Absa Group Chief Executive, Maria Ramos to retire at end of February 2019

Maria Ramos Maria Ramos

Absa’s Group Chief Executive Officer, Maria Ramos will retire at the end of February 2019. Maria has chosen to retire in February when she turns 60 and will become eligible to do so.

Maria has been Group Chief Executive since 2009. She has led the Group through significant milestones including: acquiring Barclays’s Africa subsidiary banks; the sell-down and the start of separation from Barclays, establishing a new strategy as a standalone financial institution as well as brand refresh in South Africa.

The Board has appointed Mr. René van Wyk as the Interim Chief Executive with effect from 1 March 2019.

René has been a non-executive director on the Boards since February 2017. He was previously the Registrar of Banks within the South African Reserve Bank and retired from that position in May 2016. René had 19 years of experience with Nedbank, including as Executive Director of Risk for the then listed Nedcor Investment Bank. He was also Chief Executive Officer of Imperial Bank.

René will remain on the Boards and will be classified as an executive director with effect from 1 February 2019.

Absa will announce a permanent appointment to the position of Group Chief Executive in due course, following the finalization of the ongoing process of appointing a new CEO, and the requisite regulatory approvals.

“On behalf of the Boards, I wish to thank Maria for a decade of dedicated service to our Group and wish her all the best in her future endeavours. Absa is a different business to the one Maria joined in 2009. Instead of a South African bank it is now a pan-African financial services provider with a footprint in ten countries across Africa. She will leave the Group with our major priorities on track including the separation from Barclays and the implementation of our corporate strategy”, said Absa Group chairman, Wendy Lucas-Bull.

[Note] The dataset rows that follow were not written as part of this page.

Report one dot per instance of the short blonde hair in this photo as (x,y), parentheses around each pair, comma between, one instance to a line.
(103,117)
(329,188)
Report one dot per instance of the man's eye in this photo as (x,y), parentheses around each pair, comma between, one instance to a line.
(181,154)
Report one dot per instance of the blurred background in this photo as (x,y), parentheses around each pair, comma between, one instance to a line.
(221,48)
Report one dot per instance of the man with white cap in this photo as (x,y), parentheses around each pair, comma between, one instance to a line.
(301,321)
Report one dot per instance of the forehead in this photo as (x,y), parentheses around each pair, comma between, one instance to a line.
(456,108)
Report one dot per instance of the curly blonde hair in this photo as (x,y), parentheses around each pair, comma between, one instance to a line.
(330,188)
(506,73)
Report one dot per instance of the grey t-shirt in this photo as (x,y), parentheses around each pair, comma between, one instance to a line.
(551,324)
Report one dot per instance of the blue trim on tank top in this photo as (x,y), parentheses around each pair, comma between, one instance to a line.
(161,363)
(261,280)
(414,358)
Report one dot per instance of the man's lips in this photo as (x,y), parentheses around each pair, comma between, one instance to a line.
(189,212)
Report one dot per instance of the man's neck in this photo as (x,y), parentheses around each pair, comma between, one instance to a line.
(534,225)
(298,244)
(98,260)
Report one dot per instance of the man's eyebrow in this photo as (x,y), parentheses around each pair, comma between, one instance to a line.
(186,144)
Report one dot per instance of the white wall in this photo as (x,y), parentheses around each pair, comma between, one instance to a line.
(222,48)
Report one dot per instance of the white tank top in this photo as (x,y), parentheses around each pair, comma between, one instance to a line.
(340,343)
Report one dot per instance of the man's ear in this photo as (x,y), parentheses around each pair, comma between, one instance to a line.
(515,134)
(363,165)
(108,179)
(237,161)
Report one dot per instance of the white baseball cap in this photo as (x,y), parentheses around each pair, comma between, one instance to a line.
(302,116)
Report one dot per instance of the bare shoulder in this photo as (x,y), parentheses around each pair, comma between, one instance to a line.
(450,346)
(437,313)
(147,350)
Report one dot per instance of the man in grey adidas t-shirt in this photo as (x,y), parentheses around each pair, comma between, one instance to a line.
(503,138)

“It had never been my intention to stay this long, as I have always believed that a CEO’s tenure should allow for a regular refresh. My earlier intentions to step down were curtailed by Barclays PLC’s 2016 decision to sell down their controlling stake, a unique set of circumstances that required continuity. So with my coming 60th birthday I have made the decision to leave the position open for a new Chief Executive to lead the Group on the next leg of its exciting journey”, said Ms Ramos.

“I would like to thank members of the Board and Exco, past and present, for all the support they have provided over the years. I am also grateful for the opportunity to lead an organization with committed colleagues,” she said.

Profile of Maria

Maria has led the Group through a number of significant milestones since 2009. She joined Absa in the midst of the financial crisis and steered the Group through that. Under her leadership, Absa acquired Barclays’ eight African subsidiaries for R18.3bn in 2013, the largest African acquisition ever by a South African bank. This transformed our business mix, as rest of Africa generated 20% of Group first-half earnings. In the last 10 years, the Group has transformed to a pan-African financial services provider.

Maria also appropriately led the organization through a period of challenges including the financial market disruption in South Africa in December 2015, and issues related to the Public Protector Report.

She also led our separation negotiations with Barclays, which resulted in a R12.6bn up front contribution plus R2bn earmarked for BEE. PLC’s sell-down involved two book builds with the second one worth R38bn, a record for South Africa. Maria oversaw the initial stages of separation, refreshing Absa’s brand and achieving regulatory deconsolidation.

She also drove our new growth strategy as an independent financial institution. Over the last decade, Absa grew its dividends per share 82% to last June, and paid a R6bn special dividend in 2013. Absa Group’s balance sheet has also been strengthened, with its tier 1 ratio improving to 12.8% on a Basel III basis from 11.6%.